Cette époque issue de la Beat generation, c'est aussi celle de la révolution Free jazz, John Coltrane, Albert Ayler, Sun Ra...

Plus envie de respecter les règles qu’on ne comprend plus et qui paraissent idiote, arbitraires. Plus envie de mettre les mains sur la table, de dire bonjour à la dame... Pas envie de s’intégrer non plus dans cette société sans avenir, sans perspectives, égoïste, étroite d’esprit, hypocrite. Juste envie de faire les fous sans déranger personne, de s’amuser sans se faire engueuler. Essayer autre chose.

On a oublié cet air frais, ce parfum de liberté, ce printemps avant Prague, cette jeunesse insolente, cette insouciance pacifique qui circulait alors dans la société. Une jeunesse réveillée qui avait envie de vivre, chacun, chacune à son idée sans qu’on vous casse les pieds et sans déranger personne.

Charles de Gaule (avec Michel Droit)

C’est là qu’on mesure comme le temps a changé, maintenant que chaque "groupuscule" comme disait De Gaulle, veut imposer par la violence sa façon de vivre et penser. C’est là qu’on ne peut qu’être, chacun navré, chacune désolée, de constater comment la violence a infiltré nos esprits, un air mauvais qu’on respire avec la pollution habituelle. Jusqu’au plus haut niveau de l’Etat, quand il s’agissait (heureusement, seulement verbalement) de passer les cités au Karcher et de dégager sale con.

Les Beatles en 1963

Au-delà des textes des chansons, dont la plupart des gens se fichaient parce qu’ils ne comprenaient pas l’anglais, il suffit d’entendre le rythme (Ringo Starr) endiablé (et saoulant) des Beatles, pour retrouver cette énergie et cette bonne humeur communicative qui a soulevé toute une génération de jeunes.

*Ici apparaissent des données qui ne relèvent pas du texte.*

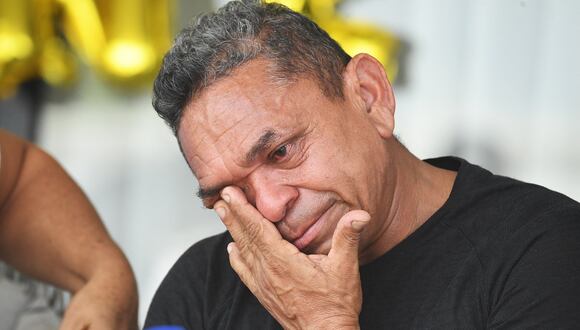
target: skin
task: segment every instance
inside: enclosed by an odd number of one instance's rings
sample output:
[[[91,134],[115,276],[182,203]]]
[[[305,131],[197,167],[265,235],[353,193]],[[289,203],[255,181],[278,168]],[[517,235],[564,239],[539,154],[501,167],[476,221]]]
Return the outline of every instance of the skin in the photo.
[[[0,259],[73,294],[60,329],[137,329],[133,272],[91,203],[52,157],[2,130]]]
[[[262,305],[285,328],[357,328],[359,263],[422,225],[455,173],[394,138],[395,98],[371,56],[347,65],[343,99],[309,77],[275,84],[268,65],[250,61],[197,95],[180,122],[182,150],[234,238],[232,267]]]

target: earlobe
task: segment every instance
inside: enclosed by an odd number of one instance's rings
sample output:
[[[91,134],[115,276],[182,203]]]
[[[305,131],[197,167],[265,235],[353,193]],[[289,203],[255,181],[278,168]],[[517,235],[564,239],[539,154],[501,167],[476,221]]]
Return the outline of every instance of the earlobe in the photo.
[[[381,137],[392,137],[395,97],[382,64],[368,54],[356,55],[346,67],[345,83]]]

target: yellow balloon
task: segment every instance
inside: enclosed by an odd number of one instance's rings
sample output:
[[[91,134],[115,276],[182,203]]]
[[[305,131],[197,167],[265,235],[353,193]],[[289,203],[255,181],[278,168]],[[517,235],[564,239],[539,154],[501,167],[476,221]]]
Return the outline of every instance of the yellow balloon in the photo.
[[[372,24],[346,20],[336,12],[340,0],[275,0],[292,10],[308,15],[328,32],[351,56],[367,53],[379,60],[389,79],[396,79],[400,41],[389,32]]]

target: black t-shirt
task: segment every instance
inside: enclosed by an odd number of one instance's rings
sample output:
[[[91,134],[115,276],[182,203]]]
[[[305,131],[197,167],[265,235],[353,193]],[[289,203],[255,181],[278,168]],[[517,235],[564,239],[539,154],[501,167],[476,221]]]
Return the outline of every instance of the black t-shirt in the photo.
[[[360,268],[362,329],[580,328],[580,204],[457,158],[446,203]],[[146,326],[280,329],[228,262],[223,233],[194,244],[161,283]]]

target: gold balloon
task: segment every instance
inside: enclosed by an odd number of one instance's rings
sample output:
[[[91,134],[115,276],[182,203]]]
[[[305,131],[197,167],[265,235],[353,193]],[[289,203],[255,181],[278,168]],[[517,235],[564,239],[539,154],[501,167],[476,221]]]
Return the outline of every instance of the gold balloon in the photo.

Des jeunes qui ne demandaient pas grand-chose, et qui, lassés de ne pas être entendus, ont fini par tout faire péter en mai 1968. Et les gens dans la rue étaient loin d’être de méchants révolutionnaires. Et là encore, il suffit de retrouver le rire goguenard de Daniel Cohn-Bendit et de voir ce qu’il est devenu par la suite, avec son humour insolent, ses contestations dérangeantes, pour constater que la grosse colère n’était qu’une blague un peu plus grosse que les autres, une invitation à venir jouer, imaginer, créer, sortir d’un monde en ruine pour construire autre chose.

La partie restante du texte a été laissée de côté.